La conférence de Gérard Beureux a présenté ce qui a semblé opposer au XIIème siècle les monachismes clunisien et cistercien, car les premiers abbés de Cîteaux, puis saint Bernard lui-même, n'avaient pas les mêmes convictions que Pierre le Vénérable, abbé de Cluny.
Gérard Beureux a, tout d'abord, présenté la règle de saint Benoît qui inspira le monachisme occidental.
Cette règle équilibre la vie spirituelle : prière, ascèse, chasteté, pauvreté, culture intellectuelle et travail manuel.
Cette règle fut adaptée par Benoît d'Aniane (qui fut moine à l'abbaye de Saint-Seine entre Châtillon et Dijon) et acceptée en 817 à Aix la Chapelle.
Les abbayes de Citeaux et de Cluny n'appliquèrent pas cette règle de la même façon, c'est ce qui alimenta une controverse entre les clunysiens et les cisterciens.
Gérard Beureux a présenté tout d'abord l'abbaye de Citeaux qui fut fondée par Robert de Molesme.
L'abbaye de Citeaux
Robert, né à Troyes fut abbé à Montier-la- Celle, puis à Tonnerre. Il avait une vision critique des monachismes et désirait appliquer la règle de saint Benoît dans toute son austérité.
Il obtint du pape l'autorisation de créer en 1075, une abbaye à Molesme dans le but d'appliquer la stricte règle de saint Benoît.
Mais peu à peu, les dons des puissants affluèrent à l'abbaye, les donateurs devinrent trop présents, demandant des prières , ces dernières occupant la totalité du temps.

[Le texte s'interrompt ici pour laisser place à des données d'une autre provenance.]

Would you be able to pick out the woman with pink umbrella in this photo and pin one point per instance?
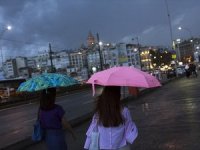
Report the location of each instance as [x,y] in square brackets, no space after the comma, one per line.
[112,121]
[112,126]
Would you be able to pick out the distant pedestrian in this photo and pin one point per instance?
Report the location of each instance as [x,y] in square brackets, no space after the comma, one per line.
[187,71]
[53,121]
[113,121]
[192,68]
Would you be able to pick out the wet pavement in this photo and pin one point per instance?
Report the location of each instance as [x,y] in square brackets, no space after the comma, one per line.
[167,119]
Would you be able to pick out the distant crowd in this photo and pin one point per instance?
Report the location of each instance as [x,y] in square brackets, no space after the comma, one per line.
[190,70]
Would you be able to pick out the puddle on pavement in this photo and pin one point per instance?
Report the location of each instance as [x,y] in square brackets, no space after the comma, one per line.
[145,107]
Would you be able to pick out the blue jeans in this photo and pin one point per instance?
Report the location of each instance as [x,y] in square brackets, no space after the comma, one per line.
[55,139]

Robert désirant revenir à la règle initiale se retira en ermite quelque temps dans la forêt de Collan, où il rencontra Albéric
Il décida de créer une autre abbaye dans la plaine dijonnaise, dans un lieu appelé "cistelles", une abbaye qui appliquerait la stricte règle de saint Benoît et serait dédiée à Notre-Dame.
Cette abbaye, créée par Robert de Molesme et 30 de ses compagnons en 1098, se nomma l'abbaye de Citeaux, son ordre strict devint "cistercien".
Les moines de Molesme, privés de leur Abbé, se plaignirent au Pape et ce dernier obligea Robert à revenir à Molesme.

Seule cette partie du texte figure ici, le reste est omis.